Grafik, bu iki ölçüt açısından asgari ücretin 1996’dan bu yana seyrini gösteriyor. Elbette reel asgari ücret bir iki istisna dışında yükseliyor ama ikinci ölçüt açısından durum iç açıcı değil. Büyümenin asgari ücrete sınırlı ölçüde yansıdığı gözleniyor.
Ama bu bakış açısı da eksik. Neden eksik? Çünkü başlangıç olarak alınan yıldaki asgari ücretin ‘doğru/makul’ bir yerde olduğunu kabul ediyor. Oysa açlık ve yoksulluk sınırı değerlerinden biliyoruz ki, asgari ücret özelikle yoksulluk sınırının oldukça altında kalıyor. TÜRK-İŞ internet sayfasında dört kişilik ailenin açlık sınırı verisi Ocak 2014’ten bu yana var. 2014-2025 döneminin Ocak yoksulluk alt sınırı değerleri, asgari ücretin ortalama yüzde 29,5’i. Ailede iki kişinin çalıştığını düşünsek bile, bu dönemde yoksulluk sınırının ancak yüzde 59’u kadar gelir elde ediyor o aile. Bu durumda, grafikte yer alan büyüme oranı ile düzeltilmiş reel asgari ücretin çok daha yüksek olması gerekiyor. İki kişi çalışıyorsa ve yoksulluk sınırı dikkate alınırsa, o düzeltilmiş reel ücretin yaklaşık 2,1 katına çıkması gerekiyor.

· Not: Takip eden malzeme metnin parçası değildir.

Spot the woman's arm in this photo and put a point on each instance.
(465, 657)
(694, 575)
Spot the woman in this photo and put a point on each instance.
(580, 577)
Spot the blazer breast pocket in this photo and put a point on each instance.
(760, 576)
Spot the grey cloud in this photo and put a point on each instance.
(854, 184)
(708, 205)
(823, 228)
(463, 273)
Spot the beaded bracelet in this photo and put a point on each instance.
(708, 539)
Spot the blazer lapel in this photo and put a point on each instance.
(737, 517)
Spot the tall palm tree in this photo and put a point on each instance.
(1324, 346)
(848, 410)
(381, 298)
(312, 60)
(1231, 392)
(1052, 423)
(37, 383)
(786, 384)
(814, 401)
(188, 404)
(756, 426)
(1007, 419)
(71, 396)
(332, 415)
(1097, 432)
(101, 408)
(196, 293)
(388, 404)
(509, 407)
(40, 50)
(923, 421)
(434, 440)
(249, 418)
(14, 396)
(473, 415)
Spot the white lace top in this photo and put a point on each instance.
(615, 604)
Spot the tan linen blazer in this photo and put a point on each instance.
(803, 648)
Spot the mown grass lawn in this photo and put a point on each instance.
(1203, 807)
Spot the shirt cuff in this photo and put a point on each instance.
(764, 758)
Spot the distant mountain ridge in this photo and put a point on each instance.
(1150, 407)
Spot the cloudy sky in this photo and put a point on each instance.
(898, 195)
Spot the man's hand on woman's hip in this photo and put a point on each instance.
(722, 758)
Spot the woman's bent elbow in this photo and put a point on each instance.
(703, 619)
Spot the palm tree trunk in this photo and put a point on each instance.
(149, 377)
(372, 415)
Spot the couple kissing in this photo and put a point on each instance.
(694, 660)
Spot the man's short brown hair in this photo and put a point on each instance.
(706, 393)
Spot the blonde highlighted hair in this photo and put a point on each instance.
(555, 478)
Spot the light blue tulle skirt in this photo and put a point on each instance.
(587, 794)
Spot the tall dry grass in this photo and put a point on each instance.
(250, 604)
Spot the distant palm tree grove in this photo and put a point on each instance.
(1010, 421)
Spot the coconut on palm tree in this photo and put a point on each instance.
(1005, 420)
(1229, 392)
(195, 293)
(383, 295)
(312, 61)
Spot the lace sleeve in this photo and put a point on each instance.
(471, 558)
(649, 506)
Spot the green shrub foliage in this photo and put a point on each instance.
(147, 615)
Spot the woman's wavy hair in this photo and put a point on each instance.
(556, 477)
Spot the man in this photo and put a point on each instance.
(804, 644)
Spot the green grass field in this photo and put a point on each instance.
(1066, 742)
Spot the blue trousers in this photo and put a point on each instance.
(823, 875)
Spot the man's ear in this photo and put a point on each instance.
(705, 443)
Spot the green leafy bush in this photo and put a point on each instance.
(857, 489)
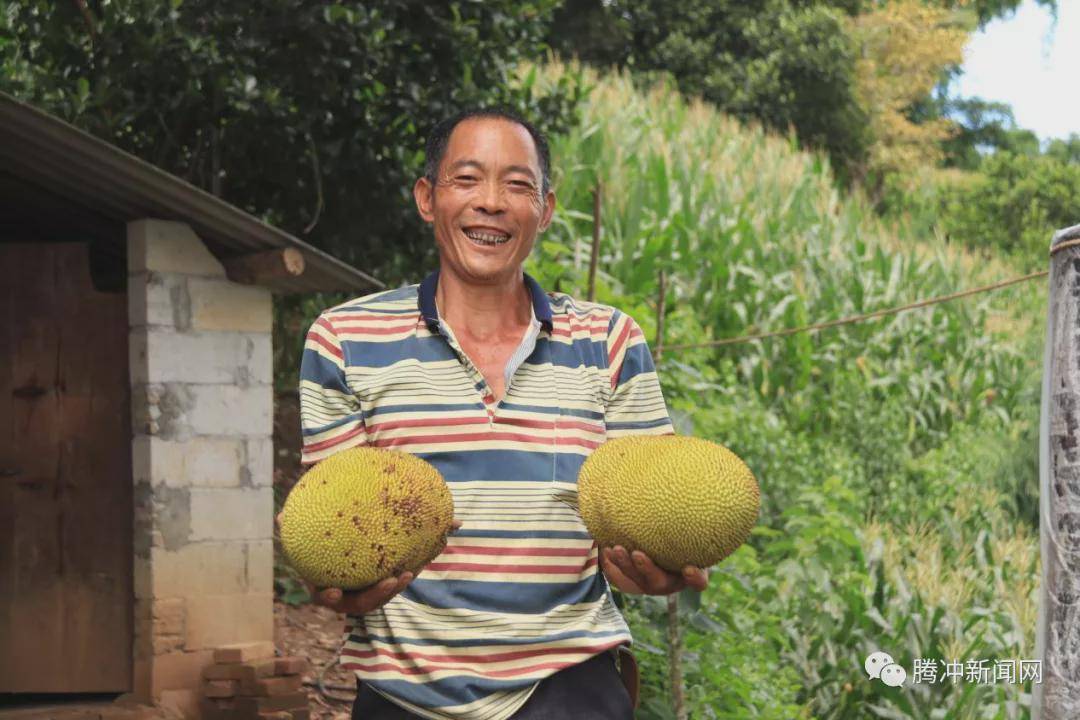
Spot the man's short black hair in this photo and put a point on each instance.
(441, 136)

Kıssadan hisse: Türkiye’nin verimlilik düzeyini yükseltecek reformlara çok ama çok kafa yorması gerekiyor. Oysa biz daha enflasyonu düşürmeyi beceremedik ve asgari ücreti yabancı para birimleri ile hesaplama aşamasını geçemedik.
Grafiğe ilişkin not: Net asgari ücretin reel değerini İTO endeksini kullanarak hesapladım. Bulduğum Ocak 1996 reel asgari ücretini 100’e çevirdim ve kalan yılları da buna göre yeniden hesapladım. Reel büyümenin yansıtıldığı reel asgari ücret ise, Ocak 1996’daki 100 değerinin her yılın gerçekleşen büyüme oranı ile çarpılması suretiyle bulundu.